Results: The 32 acetaminophen–codeine and the 34 ibuprofen recipients in our convenience sample had indistinguishable pain scores at baseline. The intergroup differences in pain score change at 20 minutes (−0.6, 95% confidence interval [CI] = −1.5 to 0.3), 40 minutes (−0.4, 95% CI = −1.4 to 0.6), and 60 minutes (0.2, 95% CI = −0.8 to 1.2) were all less than 2 cm. Adverse effects were minimal: vomiting (one patient after acetaminophen–codeine), nausea (one patient after ibuprofen), and pruritus (one after acetaminophen–codeine). The three patients in each group who received rescue medications all had radiographically demonstrated fractures or dislocations.

Conclusions: This study found similar performance of acetaminophen–codeine and ibuprofen in analgesic effectiveness among ED patients aged 5–17 years with acute traumatic extremity pain. Both drugs provided measurable analgesia. Patients tolerated them well, with few treatment failures and minimal adverse effects.
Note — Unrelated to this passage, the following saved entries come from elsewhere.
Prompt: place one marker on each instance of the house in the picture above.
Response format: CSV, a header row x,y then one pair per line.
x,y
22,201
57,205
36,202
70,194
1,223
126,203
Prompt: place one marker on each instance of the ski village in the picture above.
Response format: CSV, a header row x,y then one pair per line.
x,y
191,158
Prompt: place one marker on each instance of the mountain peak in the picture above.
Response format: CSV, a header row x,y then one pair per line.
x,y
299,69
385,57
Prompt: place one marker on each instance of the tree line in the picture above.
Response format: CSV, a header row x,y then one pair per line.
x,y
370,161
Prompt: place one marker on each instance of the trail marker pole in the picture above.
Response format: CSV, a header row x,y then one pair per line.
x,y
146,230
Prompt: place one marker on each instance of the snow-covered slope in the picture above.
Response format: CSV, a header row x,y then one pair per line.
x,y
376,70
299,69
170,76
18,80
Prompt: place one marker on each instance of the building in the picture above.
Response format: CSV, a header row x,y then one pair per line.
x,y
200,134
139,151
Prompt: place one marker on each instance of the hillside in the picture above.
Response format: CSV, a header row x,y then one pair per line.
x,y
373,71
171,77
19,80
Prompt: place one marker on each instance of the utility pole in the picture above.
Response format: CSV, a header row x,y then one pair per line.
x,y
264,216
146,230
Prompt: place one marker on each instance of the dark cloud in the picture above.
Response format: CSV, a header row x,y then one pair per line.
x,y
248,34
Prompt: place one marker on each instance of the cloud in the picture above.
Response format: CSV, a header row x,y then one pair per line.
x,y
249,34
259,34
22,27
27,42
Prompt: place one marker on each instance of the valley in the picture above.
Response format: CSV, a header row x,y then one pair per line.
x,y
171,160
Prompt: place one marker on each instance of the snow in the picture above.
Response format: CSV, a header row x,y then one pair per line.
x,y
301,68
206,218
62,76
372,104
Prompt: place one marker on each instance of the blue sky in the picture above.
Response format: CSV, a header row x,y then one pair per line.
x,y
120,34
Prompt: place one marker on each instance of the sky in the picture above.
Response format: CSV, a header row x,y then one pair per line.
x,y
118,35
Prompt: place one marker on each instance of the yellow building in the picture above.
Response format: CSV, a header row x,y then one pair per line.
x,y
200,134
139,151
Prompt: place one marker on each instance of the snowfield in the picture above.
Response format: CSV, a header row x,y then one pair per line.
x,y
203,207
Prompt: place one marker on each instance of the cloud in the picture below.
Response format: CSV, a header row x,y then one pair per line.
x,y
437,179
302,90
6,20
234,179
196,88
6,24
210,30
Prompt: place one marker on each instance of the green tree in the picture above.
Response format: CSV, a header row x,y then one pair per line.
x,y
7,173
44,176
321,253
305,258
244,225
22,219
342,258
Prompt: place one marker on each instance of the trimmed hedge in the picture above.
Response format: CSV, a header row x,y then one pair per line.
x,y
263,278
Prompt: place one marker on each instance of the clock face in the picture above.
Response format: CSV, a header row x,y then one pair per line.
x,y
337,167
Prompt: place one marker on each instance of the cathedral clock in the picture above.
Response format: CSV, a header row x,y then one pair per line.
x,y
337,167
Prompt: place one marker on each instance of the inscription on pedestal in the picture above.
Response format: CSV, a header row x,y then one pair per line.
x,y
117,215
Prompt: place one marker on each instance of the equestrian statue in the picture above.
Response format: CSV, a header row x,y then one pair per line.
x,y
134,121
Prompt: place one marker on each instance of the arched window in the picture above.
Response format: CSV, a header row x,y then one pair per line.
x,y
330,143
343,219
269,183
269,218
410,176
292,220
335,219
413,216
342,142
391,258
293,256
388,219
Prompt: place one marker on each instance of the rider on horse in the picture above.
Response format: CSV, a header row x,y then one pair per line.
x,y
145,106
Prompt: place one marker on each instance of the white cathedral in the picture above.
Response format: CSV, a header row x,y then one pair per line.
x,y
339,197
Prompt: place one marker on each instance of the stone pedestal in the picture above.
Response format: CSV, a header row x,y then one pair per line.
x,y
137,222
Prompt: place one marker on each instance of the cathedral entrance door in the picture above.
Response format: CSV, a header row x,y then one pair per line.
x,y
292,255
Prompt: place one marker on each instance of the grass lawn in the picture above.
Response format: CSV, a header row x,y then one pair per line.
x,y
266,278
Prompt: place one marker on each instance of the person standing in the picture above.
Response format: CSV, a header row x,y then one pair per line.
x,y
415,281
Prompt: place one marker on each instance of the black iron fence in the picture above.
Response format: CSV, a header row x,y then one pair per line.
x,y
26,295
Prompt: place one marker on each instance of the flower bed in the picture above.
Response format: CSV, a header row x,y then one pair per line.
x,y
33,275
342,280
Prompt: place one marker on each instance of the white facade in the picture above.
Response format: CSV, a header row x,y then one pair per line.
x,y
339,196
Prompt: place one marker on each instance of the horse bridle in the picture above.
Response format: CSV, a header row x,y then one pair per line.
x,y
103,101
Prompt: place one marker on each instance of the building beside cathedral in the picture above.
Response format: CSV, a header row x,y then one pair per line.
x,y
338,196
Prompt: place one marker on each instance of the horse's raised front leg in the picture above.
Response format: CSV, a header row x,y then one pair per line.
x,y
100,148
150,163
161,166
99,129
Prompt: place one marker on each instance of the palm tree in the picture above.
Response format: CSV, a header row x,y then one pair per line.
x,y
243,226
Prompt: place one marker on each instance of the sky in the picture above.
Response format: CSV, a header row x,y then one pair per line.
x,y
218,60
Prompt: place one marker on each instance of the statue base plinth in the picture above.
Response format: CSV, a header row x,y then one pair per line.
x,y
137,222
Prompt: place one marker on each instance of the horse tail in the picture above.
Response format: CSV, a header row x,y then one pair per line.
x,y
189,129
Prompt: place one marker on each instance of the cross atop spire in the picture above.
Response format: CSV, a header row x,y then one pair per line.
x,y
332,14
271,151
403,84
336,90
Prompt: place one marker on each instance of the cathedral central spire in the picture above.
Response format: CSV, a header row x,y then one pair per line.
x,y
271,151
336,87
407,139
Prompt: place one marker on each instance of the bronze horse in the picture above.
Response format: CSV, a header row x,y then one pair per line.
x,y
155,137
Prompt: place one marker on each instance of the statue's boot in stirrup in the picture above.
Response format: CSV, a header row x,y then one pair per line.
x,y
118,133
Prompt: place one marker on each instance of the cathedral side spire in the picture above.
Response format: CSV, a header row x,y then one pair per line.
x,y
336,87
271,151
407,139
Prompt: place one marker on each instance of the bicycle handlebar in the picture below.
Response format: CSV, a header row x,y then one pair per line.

20. Refining the Indications for ERCP in Biliary Pancreatitis

Among patients with severe pancreatitis, only those with cholestasis (bilirubin over 2.3 mg/dL [40 μmol/L] and/or dilated common bile duct) benefited from early ERCP.

van Santvoort HC et al. Ann Surg 2009;250:68-75.

Abstract: http://journals.lww.com/annalsofsurgery/Abstract/2009/07000/Early_Endoscopic_Retrograde.12.aspx

21. Risk of Thromboembolism Varies, Depending on Category of Immobility in Outpatients

Beam DM, et al. Ann Emerg Med. 2009;54:147-152.

Study objective
Immobility predisposes to venous thromboembolism, but this risk may vary, depending on the underlying cause of immobility.

Methods
This was a prospective, longitudinal outcome study of self-presenting emergency department (ED) patients who were from 12 hospitals and had suspected venous thromboembolism. Using explicit written criteria, clinicians recorded clinical features of each patient in the ED by using a Web-based data form. The form required one of 6 types of immobility: no immobility, general or whole-body immobility greater than 48 hours, limb (orthopedic) immobility, travel greater than 8 hours causing immobility within the previous 7 days, neurologic paralysis, or other immobility not listed above. Patients were followed for 45 days for outcome of venous thromboembolism, which required positive imaging results and clinical plan to treat. Odds ratios (ORs) were derived from logistic regression including 12 covariates.

Results
From 7,940 patients enrolled, 545 of 7,940 (6.9%) were diagnosed with venous thromboembolism (354 pulmonary embolism, 72 deep venous thrombosis, 119 pulmonary embolism and deep venous thrombosis). Risk of venous thromboembolism varied, depending on immobility type: limb (OR=2.24; 95% confidence interval [CI] 1.40 to 3.60), general (OR=1.76; 95% CI 1.26 to 2.44), other (OR=1.97; 95% CI 1.25 to 3.09), neurologic (OR=2.23; 95% CI 1.01 to 4.92), and travel (OR=1.19; 95% CI 0.85 to 1.67). Other significant risk factors from multivariate analysis included age greater than 50 years (OR =1.5; 95% CI 1.25 to 1.82), unilateral leg swelling (OR=2.68; 95% CI 2.13 to 3.37), previous venous thromboembolism (OR=2.99; 95% CI 2.41 to 3.71), active malignancy (OR=2.23; 95% CI 1.69 to 2.95), and recent surgery (OR=2.12; 95% CI 1.61 to 2.81).

Conclusion
In a large cohort of symptomatic ED patients, risk of venous thromboembolism was substantially increased by presence of limb, whole-body, or neurologic immobility but not by travel greater than 8 hours. These data show the importance of clarifying the cause of immobility in risk assessment of venous thromboembolism.